I am a 15-year-old girl. I like the way you solve teenagers’ problems and I am sure you will help me in solving my issue. I used to live in a village and studied in a village school till grade 8. A year back, my family moved to Peshawar. Now I am studying in one of the prestigious schools of Peshawar. Guru, my problem is related to my best friend, G. She used to be my classmate in my village school. G still lives there. We are connected via Facebook. My friend is very simple by nature. In fact, village people are generally innocent. Actually, my friend is in love with a guy, U, who happens to be another friend’s brother. First I was shocked but then when she showed his messages to me, (she texted me) I had to believe her.
Guru, I know U. He is flirtatious and careless. On the other hand, my friend is very serious about him. She is my age and this is not her age to fall in love. I am really worried for my friend because she is very innocent.
My friend is like my sister and I don’t want her to get hurt.
I cannot see her wasting her precious time on messaging her boyfriend. She is very happy but she has no idea that she is destroying her life by indulging in such activities. She is playing with fire. Tell me how I can persuade her to leave U. I am mentally disturbed.
Dear Miss Wise,
I am impressed by your immense love and concern for your best friend. You are right; village people are simple by nature. But dear, you should not worry too much about your friend. I know you are sincere with her but there is not much you can do in this case. They say love is blind, and she would not believe you if you say anything negative to her about U. You cannot stop your friend from falling in love, because she is already “fallen” for him. But, actually, she is just going through a phase. Since both U and G are quite young, they have no clue that what they feel is actually infatuation.

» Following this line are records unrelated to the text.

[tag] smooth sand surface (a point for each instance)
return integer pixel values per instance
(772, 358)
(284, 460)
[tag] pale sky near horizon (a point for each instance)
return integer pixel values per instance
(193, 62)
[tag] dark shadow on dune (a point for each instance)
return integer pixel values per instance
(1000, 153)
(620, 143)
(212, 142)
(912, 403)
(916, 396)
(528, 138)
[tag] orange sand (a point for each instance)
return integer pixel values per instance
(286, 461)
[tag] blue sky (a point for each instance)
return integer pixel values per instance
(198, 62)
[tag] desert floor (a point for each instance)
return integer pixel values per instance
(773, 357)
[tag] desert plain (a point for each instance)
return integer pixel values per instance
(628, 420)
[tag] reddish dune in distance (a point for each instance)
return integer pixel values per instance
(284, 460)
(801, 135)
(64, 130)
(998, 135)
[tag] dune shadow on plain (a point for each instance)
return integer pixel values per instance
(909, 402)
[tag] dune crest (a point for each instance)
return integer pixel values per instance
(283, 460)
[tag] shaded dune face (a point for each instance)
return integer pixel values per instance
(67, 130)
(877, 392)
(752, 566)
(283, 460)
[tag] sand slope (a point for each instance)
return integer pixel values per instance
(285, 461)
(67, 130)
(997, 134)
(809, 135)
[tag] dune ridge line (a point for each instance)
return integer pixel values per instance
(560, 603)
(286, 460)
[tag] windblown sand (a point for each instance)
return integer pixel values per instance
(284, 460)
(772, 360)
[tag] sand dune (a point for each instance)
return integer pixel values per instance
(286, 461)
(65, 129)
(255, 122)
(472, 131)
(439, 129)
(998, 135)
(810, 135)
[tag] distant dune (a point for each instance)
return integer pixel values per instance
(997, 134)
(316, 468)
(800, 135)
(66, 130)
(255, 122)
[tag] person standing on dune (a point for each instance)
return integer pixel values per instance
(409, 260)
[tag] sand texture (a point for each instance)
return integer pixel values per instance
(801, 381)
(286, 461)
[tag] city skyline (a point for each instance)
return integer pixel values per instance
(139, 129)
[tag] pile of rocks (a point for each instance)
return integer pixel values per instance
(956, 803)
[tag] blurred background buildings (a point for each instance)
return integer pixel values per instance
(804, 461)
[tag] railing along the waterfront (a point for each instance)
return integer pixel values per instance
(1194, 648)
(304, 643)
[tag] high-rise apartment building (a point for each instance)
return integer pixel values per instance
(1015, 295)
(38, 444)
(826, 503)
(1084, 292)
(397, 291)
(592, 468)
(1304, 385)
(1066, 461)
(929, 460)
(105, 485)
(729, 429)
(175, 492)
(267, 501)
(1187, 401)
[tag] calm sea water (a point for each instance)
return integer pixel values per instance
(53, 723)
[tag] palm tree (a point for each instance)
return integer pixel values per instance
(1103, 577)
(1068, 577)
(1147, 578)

Don’t assume negative things about U. Let her take her own sweet time to decide what is good for her. Some people learn the hard way, and it seems your friend is one of them. You can keep advising G in a friendly way. If you are harsh with her, you may lose her friendship forever. And of course you don’t want that. Leave it to time. She will learn her lesson. So, there is no point in disturbing your own peace of mind. Just concentrate on your own life. Good luck!
I don’t understand myself
I am one of your fans and read your column regularly. Life is tough for me in a strange way. I don’t have any love or family problem. My struggle is within me. Actually, I am very confused. I don’t understand myself. I don’t know what makes me happy and what makes me sad. I have been trying hard to figure out things that really disturb me, but I cannot identify them. Similarly, I am clueless about what actually gives me happiness. I don’t know what I want out of life. I think I am going through a phase. Kindly help me by suggesting something that can make me feel better.
Dear Lost Me,
Psychology is an interesting subject. Since it is a study of human mind it helps me a lot in understanding human psyche. It seems like you have a good life and apparently you are not facing any real challenge or problem in your daily life. But sometimes you are fighting with your own self because you have a thinking mind which compels you to think about what makes you happy and what makes you sad. This is a good approach. We all should try to think and reflect on our lives. Most of us are leading an aimless life and we don’t even realize. Now, in order to solve your confusion, you must start thinking rationally, and take practical steps to come out of this state. I suggest you to keep a journal or diary and start writing down all your day to day activities and events. Keep on writing for at least a month and write all about your frustrations and feelings. After a month, read your diary again. Try this practical exercise. I am sure it will help you figure out what actually makes you happy and sad. Good luck!